I feel like all the parts of my life are finally fitting together in a way that I’ve always wanted. It’s almost too good to be true. I am living life in the moment instead of stressing over things in the future (for the most part). Nothing is ever perfect, but I am actually happy with the person who looks back at me from the mirror.
I’ve learned a lot the past few weeks about friendship, love, what’s important in my life and what I want to keep manifesting in it. I think that I’m getting to an amazing place and I am finally enjoying my life the way that brings the right kind of people and energy in. I am connecting with my friends in ways that I didn’t think were possible and I am happier than I have ever been despite everything that has happened the past 4-5 months.

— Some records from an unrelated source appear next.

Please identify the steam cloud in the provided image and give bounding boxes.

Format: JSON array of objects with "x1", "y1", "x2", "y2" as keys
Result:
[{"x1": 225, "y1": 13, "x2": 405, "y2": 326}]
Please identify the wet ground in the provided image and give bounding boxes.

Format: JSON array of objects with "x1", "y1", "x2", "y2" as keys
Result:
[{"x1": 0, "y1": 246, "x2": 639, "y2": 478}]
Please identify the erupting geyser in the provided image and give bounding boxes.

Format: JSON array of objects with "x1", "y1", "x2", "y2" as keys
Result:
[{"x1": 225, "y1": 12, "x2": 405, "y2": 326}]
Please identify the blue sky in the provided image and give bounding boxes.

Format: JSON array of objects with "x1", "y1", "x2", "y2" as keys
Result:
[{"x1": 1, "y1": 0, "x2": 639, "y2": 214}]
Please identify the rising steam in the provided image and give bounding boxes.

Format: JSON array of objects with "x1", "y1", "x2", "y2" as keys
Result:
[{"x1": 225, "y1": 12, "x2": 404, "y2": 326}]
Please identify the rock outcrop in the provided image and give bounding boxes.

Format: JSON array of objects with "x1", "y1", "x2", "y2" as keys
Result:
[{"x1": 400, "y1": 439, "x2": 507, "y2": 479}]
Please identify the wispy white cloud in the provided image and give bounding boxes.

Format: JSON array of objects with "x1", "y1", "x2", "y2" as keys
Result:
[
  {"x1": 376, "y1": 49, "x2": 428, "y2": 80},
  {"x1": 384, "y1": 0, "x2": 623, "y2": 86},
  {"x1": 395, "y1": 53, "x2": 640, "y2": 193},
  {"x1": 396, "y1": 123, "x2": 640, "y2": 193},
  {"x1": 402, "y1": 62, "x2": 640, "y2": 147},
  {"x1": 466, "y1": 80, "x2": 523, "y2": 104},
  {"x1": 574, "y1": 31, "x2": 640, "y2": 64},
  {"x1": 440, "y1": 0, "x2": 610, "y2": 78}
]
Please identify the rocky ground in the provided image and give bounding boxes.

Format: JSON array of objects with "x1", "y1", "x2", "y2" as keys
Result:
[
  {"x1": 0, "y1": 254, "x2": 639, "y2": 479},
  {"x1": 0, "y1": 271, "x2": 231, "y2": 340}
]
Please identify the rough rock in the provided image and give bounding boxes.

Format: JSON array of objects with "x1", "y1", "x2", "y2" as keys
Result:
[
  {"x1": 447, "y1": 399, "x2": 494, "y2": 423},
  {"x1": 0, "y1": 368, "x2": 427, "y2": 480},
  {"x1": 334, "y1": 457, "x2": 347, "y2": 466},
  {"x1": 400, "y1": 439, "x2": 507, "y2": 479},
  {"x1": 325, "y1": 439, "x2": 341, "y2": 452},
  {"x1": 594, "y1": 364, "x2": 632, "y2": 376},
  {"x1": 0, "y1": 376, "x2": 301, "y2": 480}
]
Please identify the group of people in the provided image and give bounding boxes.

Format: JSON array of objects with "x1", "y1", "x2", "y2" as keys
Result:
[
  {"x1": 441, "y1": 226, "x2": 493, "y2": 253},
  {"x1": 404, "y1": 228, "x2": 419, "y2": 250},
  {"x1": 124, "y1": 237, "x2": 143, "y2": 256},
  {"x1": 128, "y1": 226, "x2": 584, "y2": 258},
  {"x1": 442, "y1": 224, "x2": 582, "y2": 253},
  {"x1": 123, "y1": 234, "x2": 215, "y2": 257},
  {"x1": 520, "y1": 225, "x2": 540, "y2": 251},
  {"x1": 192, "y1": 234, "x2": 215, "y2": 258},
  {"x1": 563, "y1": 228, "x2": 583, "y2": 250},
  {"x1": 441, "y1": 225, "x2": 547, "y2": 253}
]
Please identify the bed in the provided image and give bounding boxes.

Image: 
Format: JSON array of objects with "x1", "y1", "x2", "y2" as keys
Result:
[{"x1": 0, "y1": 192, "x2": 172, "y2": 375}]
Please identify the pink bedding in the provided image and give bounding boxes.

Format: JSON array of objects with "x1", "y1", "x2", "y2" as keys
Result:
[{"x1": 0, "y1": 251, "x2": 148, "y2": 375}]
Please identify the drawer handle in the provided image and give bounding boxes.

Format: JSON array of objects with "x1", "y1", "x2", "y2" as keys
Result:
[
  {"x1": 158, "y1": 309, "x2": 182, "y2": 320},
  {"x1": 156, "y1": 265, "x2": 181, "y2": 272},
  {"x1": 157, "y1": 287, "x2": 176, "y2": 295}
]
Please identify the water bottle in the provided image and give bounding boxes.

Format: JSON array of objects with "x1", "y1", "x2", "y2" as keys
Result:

I think I finally understand the meaning of self love and the importance of it. I have accepted that every person I’ve been with in my life served a purpose and helped me learn more about myself. I realize that I’ve spent so much time agonizing in the negatives of everything that happened to me in my life that I have lost precious time I could’ve been learning and growing from those experiences and now I’m playing catch up from the past 10 years.
Understand that everything in your life happens for a reason and it is the biggest eye opener. You have to really believe it though. Not just say it without FULLY understanding it. For so many years I agreed that there were reasons for the things that were happening to me, but I wasn’t trying to understand or learn from those things and instead wallowed in the agony of the multiple defeats I was experiencing.
Be open. Let things happen to you. Good, bad, ugly. Live life and love it. As always thank you for reading.